II. Congressional Legislation & Committee Action

U.S. Senate

  • There were no health-related hearings this week.

House of Representatives

  • There were no health-related hearings this week.

III. Reports, Studies, & Analyses

  • On October 8, 2018, the University of Pennsylvania’s Leonard Davis Institute of Health Economics released a study entitled, Medicaid Expansion and the Opioid Epidemic. The study analyzed trends in drug overdose deaths in three states (Arizona, Maine, and New York) that expanded Medicaid before the Affordable Care Act.
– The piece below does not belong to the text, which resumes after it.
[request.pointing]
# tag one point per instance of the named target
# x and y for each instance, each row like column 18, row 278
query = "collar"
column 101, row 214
The study found that rates of drug overdose deaths rose less sharply in the expansion states than in all non-expansion states. The study is available here.

IV. Other Health Policy News

  • On October 10, 2018, the Department of Justice (DOJ) announced its conditional approval of the Aetna-CVS merger. The DOJ said it is requiring CVS and Aetna to divest Aetna’s Medicare Part D prescription drug plan business in order to proceed with the $69 billion merger. Additional information on DOJ’s announcement is available here.